Un effet de la modernité ?
Notre siècle serait-il donc celui de la régression généralisée de l’intelligence dans les pays riches ? Avant de pousser des cris d’orfraie sur l’effondrement de nos systèmes éducatifs, il faut noter que ce phénomène a été constaté dans des pays aux systèmes scolaires très différents (et parfois reconnus comme performants dans les classements tels que PISA). L’abrutissement provoqué par l’avènement du numérique ne tient pas non plus la route. En effet, les QI moyen les plus élevés sont observés en Asie, dans des sociétés très technophiles comme la Corée du Sud.
Une autre explication avancée est celle de la généralisation de la consommation de cannabis, puisque certaines études ont montré qu’à la différence de la plupart de drogues, l’usage excessif de cannabis pouvait provoquer une baisse de QI jusqu’à 8 points. Cependant on peine à comprendre comment ce seul facteur expliquerait une telle baisse. Cela signifierait en effet une consommation quotidienne massive chez la quasi-totalité des échantillons étudiés, ce qui semble tout de même plutôt improbable.
Les produits chimiques dans la ligne de mire des chercheurs
Dans la ligne de mires des chercheurs, on retrouve les inévitables perturbateurs endocriniens et la pollution en tout genre. Une étude menée dans les années 1970 en Nouvelle-Zélande avait déjà prouvé l’effet néfaste du plomb sur le cerveau. Or l’industrie chimique a ces dernières décennies multiplié dans notre environnement de nombreuses substances néfastes. En plus de bouleverser le système reproductif humain, ces perturbateurs seraient extrêmement mauvais pour le cerveau. Ils auraient en outre des effets dès la gestation, comme l’a montré une étude sur des femmes enceintes exposées aux phtalates.
En outre de nombreux produits chimiques interfèrent avec la thyroïde, essentielle dans le développement du cerveau. DTT, PCB, bisphémol A, pesticides, etc., tous ces produits se sont multipliés ces dernières décennies. » Un grand nombre des molécules inventées par la chimie pour les besoins de l’industrie, parce qu’elles contiennent d’autres halogènes que l’iode, sont susceptibles d’interférer avec le système thyroïdien et de l’empêcher d’orchestrer harmonieusement le développement du cerveau « , explique Barbara Demeneix, physiologiste et auteur du Cerveau endommagé.

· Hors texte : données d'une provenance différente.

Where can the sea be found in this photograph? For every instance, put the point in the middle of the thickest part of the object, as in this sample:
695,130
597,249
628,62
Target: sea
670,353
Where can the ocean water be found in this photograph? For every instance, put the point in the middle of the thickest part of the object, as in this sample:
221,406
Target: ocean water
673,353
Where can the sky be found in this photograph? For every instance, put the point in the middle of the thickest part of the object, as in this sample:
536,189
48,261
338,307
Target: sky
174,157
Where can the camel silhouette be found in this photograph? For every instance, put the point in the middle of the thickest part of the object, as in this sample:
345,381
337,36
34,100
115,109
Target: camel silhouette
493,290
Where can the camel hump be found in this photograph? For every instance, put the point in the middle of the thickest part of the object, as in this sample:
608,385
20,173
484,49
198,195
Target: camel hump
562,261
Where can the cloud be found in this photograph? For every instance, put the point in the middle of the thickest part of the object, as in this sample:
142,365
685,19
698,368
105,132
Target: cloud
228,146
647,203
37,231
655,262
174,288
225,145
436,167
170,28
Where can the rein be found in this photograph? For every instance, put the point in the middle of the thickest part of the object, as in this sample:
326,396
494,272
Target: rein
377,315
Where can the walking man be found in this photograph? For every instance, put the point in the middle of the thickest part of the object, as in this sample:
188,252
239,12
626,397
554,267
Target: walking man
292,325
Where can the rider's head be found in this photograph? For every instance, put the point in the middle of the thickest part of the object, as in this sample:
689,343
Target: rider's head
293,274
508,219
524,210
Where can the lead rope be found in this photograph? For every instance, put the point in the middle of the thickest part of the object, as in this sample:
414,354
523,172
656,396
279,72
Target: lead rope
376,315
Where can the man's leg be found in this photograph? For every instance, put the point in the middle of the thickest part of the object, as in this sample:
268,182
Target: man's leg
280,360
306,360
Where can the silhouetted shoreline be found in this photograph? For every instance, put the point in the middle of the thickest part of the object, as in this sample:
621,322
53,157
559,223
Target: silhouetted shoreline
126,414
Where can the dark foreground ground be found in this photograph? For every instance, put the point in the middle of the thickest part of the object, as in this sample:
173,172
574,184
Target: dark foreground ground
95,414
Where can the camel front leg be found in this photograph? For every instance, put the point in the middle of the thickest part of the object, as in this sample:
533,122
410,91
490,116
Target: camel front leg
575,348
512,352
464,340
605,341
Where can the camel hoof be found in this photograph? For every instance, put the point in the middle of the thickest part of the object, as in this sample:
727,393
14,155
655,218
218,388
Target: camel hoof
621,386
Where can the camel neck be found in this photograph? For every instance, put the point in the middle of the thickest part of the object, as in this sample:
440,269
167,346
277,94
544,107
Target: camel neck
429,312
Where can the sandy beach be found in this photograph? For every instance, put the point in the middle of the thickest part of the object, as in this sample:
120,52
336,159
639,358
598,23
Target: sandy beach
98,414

L’explication démographique
Une dernière explication assez iconoclaste peut être avancée, de l’ordre de la génétique (le QI étant au moins en partie héréditaire) et de la démographie. Une étude publiée dans la revue PNAS l’an dernier montrait (avec un panel important de 100 000 islandaises) que les femmes aux niveaux d’études les plus élevés (ce qui peut être assez souvent corrélé au QI) avaient moins d’enfants que les femmes non éduquées. En cause, de plus longues études et donc une première maternité retardée. De plus, les personnes aux capacités cognitives réduites ne sont plus exclues de la société comme auparavant. Un bienfait moral et civilisationnel qui se payerait donc par un QI réduit chez leurs descendants…

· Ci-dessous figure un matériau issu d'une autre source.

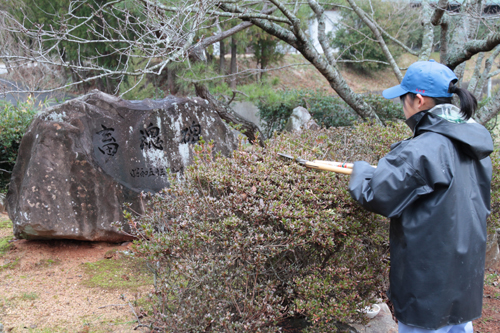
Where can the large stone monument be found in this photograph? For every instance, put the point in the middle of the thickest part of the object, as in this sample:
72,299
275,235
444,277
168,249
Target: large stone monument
80,161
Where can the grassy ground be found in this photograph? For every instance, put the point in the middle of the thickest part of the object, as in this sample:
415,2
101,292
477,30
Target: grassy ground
69,286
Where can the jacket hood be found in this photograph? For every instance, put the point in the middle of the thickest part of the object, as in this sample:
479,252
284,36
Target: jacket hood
472,138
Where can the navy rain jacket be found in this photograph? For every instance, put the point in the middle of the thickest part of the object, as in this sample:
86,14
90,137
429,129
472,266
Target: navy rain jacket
435,187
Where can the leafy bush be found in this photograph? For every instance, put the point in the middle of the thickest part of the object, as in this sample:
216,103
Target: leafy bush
244,242
14,120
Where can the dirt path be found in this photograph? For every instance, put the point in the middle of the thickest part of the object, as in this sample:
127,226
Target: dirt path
72,286
67,286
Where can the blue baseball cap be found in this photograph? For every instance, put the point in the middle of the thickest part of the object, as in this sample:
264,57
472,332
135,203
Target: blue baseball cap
427,78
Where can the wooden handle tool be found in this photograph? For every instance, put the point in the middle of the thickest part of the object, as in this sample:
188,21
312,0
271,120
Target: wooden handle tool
318,166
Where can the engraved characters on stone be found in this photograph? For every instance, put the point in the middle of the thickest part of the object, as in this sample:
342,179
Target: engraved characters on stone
150,138
108,146
191,134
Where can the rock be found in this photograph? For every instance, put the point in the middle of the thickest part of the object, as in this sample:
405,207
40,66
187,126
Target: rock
299,120
382,322
492,251
80,161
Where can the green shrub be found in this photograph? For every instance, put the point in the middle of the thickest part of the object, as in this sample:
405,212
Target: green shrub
243,242
14,120
326,109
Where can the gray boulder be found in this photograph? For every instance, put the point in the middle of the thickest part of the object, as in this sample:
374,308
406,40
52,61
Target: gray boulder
299,120
80,161
381,323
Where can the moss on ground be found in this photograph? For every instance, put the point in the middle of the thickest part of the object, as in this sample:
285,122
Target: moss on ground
121,273
9,265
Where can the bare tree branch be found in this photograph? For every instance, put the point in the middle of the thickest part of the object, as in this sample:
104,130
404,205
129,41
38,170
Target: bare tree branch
363,16
439,12
473,47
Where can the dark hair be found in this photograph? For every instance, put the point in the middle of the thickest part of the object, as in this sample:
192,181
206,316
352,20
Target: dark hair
468,103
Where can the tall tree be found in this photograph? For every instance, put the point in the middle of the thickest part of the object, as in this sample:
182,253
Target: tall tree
169,30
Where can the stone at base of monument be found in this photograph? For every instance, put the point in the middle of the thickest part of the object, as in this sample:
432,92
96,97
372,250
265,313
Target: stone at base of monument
80,161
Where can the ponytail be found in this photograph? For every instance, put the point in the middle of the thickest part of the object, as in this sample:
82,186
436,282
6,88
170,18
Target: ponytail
468,102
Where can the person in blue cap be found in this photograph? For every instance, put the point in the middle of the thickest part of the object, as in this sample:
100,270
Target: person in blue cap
435,188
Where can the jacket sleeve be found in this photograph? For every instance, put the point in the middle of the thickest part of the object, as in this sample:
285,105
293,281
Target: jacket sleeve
389,188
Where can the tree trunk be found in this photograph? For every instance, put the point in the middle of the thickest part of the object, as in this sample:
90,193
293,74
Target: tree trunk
222,53
233,62
225,112
170,81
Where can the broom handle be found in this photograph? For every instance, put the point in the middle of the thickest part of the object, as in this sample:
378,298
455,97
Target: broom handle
328,167
337,164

Pourtant, une autre hypothèse n’est pas retenue : celle que la dégradation continue des conditions de vie d’un point de vue économique, avec l’effondrement des moyens alloués à nos systèmes éducatifs et sanitaires sous l’effet des réformes économiques, puisse, sur de nombreuses années, diminuer les capacités intellectuelles moyennes. Ce qui expliquerait pourtant l’inversion plus précoce et forte de l’effet Flynn en Grande-Bretagne que chez ses voisins nordiques.